中国ベンチャー企業のドローン競争 〜 大手DJIに挑むエックスエアクラフト

 小型無人飛行機(ドローン)の市場が急成長しており、中国のドローン・メーカーたちが世界市場を支配しようと競争を激化させている。

 最近では、たとえば花火を上方から撮影した動画や、サーフィンの様子を上空から撮影した動画、火山噴火を火口上空から撮った動画のように、これまで撮影できなかった映像が可能となり、それらの動画が世界中で紹介されている。

 それらの動画は、カメラを搭載したドローンを飛ばすことで遠隔操作や自動操縦によって撮影されたもので、従来なら見ることのできない角度や様子を高画質でとらえた見応えのある映像を収録できるため、需要が急増している。
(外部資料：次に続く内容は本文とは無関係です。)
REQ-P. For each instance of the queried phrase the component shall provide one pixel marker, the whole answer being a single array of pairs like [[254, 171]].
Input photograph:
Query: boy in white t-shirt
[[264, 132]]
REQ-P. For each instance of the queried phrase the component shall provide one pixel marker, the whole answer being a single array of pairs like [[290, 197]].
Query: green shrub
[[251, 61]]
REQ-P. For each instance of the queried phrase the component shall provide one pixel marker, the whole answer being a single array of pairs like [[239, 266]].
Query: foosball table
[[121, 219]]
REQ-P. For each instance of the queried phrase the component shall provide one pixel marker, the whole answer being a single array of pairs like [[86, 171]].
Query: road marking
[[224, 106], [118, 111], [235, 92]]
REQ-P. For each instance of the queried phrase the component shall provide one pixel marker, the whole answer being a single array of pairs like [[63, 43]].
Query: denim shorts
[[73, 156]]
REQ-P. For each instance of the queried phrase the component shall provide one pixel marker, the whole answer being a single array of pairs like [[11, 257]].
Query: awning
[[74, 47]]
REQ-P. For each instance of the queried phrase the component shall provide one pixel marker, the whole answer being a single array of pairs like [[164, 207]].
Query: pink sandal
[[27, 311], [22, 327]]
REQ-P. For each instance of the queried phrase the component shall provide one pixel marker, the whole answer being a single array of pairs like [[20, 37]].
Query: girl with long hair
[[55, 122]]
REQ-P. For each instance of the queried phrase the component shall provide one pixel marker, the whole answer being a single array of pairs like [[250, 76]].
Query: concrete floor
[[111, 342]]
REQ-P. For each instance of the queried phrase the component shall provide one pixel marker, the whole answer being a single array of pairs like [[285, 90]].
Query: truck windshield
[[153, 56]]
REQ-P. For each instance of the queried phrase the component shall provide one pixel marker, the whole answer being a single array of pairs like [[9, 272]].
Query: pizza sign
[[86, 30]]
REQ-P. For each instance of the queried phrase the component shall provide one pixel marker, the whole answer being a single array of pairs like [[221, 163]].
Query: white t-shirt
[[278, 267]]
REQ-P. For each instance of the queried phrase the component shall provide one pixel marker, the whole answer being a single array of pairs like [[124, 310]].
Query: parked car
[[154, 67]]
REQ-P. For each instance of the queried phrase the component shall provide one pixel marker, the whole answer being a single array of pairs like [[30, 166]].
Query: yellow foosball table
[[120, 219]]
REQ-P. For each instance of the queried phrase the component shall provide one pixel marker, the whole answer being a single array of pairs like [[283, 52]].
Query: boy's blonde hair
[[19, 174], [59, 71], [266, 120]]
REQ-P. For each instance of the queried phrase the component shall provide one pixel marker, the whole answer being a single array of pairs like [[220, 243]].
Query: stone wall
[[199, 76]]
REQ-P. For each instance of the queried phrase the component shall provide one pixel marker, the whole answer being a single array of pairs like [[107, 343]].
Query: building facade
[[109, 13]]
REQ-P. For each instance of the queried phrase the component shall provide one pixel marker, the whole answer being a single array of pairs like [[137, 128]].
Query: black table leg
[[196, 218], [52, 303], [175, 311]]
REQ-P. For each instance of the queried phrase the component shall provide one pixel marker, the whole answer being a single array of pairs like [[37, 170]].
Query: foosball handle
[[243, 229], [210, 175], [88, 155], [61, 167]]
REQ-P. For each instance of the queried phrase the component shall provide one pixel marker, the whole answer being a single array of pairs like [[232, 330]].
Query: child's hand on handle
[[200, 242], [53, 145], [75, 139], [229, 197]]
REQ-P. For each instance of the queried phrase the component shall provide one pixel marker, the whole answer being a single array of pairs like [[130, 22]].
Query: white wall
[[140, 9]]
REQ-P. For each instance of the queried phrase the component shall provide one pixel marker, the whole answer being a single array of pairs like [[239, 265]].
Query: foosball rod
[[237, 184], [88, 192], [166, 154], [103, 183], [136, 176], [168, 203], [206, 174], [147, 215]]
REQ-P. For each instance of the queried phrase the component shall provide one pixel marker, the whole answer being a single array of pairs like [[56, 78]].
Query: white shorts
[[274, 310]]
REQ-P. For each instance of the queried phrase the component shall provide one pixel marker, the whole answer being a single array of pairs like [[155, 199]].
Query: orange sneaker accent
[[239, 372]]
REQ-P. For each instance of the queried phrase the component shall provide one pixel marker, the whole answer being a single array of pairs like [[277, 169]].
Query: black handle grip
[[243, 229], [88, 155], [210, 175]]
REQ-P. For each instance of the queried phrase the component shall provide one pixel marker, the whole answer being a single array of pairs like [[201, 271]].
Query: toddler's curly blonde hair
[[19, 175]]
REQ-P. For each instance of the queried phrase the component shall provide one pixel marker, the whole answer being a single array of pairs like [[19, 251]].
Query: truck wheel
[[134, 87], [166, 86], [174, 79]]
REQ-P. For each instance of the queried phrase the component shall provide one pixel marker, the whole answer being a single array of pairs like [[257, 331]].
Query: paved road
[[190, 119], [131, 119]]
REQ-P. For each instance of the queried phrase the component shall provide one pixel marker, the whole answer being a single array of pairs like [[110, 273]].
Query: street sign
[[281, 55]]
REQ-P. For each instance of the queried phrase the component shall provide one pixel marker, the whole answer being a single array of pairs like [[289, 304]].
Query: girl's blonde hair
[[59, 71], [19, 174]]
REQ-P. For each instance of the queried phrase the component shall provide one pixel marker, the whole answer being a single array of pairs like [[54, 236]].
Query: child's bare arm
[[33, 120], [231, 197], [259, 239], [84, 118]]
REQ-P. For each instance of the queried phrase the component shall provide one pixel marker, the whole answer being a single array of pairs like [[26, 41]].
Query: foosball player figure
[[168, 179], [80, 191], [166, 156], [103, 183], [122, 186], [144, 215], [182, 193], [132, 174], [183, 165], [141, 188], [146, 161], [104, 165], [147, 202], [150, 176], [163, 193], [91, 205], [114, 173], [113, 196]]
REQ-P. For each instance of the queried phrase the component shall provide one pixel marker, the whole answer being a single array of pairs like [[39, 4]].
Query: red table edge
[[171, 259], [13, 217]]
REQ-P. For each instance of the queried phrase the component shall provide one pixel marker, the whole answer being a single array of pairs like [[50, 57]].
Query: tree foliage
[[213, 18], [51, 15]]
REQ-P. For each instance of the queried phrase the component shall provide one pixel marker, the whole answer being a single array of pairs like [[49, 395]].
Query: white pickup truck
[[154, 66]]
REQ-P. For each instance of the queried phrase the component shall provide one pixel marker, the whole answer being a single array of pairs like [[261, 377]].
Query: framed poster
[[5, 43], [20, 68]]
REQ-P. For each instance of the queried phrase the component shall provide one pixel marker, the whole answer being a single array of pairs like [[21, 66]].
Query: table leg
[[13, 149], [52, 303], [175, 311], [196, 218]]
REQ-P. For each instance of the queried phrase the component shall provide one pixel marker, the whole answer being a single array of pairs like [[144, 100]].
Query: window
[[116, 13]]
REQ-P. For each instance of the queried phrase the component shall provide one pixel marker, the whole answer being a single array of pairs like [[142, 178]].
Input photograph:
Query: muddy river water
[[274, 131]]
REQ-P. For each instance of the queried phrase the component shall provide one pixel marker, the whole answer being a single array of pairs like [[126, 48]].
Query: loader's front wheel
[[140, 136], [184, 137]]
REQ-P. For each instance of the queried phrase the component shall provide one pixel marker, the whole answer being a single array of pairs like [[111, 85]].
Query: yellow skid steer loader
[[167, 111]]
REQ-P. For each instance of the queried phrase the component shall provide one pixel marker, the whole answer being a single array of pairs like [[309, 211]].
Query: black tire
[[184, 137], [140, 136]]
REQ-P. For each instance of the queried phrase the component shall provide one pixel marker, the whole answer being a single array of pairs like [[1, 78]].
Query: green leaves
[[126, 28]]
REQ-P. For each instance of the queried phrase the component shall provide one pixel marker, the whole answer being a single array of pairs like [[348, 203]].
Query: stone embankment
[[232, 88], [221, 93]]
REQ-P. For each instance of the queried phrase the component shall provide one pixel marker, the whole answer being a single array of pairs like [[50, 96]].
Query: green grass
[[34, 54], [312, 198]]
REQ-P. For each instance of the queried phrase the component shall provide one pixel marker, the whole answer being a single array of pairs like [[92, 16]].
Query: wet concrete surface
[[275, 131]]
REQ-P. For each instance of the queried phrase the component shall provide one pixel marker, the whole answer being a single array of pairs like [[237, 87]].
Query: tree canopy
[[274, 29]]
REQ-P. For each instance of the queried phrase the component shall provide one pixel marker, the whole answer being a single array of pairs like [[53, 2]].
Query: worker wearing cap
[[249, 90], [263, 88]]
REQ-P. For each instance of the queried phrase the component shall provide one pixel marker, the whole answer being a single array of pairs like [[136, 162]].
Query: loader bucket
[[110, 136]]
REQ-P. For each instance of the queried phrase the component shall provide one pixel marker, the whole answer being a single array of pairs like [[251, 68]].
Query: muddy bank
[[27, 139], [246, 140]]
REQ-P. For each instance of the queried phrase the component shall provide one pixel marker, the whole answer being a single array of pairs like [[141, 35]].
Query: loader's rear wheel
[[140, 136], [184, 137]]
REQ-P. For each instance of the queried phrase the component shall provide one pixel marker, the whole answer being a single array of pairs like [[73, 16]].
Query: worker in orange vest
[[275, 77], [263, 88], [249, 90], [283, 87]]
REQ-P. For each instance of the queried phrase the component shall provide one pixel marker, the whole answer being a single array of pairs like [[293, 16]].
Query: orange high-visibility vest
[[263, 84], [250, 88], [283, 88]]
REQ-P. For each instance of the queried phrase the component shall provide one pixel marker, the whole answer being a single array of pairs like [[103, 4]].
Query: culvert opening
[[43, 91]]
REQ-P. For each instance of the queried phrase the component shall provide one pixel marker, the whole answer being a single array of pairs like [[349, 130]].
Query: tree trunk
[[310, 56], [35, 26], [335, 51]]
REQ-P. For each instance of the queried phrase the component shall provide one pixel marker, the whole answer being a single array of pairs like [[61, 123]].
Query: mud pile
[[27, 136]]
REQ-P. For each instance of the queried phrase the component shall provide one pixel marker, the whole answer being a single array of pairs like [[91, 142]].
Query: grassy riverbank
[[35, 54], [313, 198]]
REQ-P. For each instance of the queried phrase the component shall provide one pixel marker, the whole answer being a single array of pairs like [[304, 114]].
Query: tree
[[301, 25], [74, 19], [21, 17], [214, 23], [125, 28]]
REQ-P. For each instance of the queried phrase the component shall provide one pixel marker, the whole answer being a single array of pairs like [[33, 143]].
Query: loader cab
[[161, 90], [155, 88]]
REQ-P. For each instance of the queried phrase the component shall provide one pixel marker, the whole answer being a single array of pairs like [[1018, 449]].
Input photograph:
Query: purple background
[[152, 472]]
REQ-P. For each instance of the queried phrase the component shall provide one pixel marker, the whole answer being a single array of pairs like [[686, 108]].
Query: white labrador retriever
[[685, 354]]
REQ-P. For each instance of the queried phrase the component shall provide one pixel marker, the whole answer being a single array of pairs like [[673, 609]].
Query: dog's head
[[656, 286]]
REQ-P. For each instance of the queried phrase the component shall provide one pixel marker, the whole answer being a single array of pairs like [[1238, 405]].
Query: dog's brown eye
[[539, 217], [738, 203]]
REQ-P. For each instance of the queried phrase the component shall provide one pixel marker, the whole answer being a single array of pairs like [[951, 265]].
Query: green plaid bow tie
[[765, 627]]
 ウォール・ストリート・ジャーナルによると、中国のドローン製造大手であるSZ DJIテクノロジー(SZ DJI Technology)は現在、世界ドローン市場を牛耳りつつある最有力メーカーだが、競合社の中国エックスエアクラフト(XAircraft)も市場開拓を狙っており、ドローン市場が中国メーカーの激戦区となりつつある。

 エックスエアクラフトのペン・ビン最高経営責任者(CEO、32歳)は、DJIのフランク・ワンCEOがドローンと航空写真を組み合わせることで世界市場を開拓した点について、DJIに大きく水を開けられたと悔やんでいる。

 航空動画撮影向けドローン市場に注力したものの航空写真向けについては発想がなかったと話すペン氏は、エックスエアクラフトの成長が鈍化した決定的要因がそこにある、と話す。

 しかし同氏は、今後のドローン市場が小包配達市場で再び急成長すると予想しており、次なる急成長機会ではDJIに負けない姿勢を強調する。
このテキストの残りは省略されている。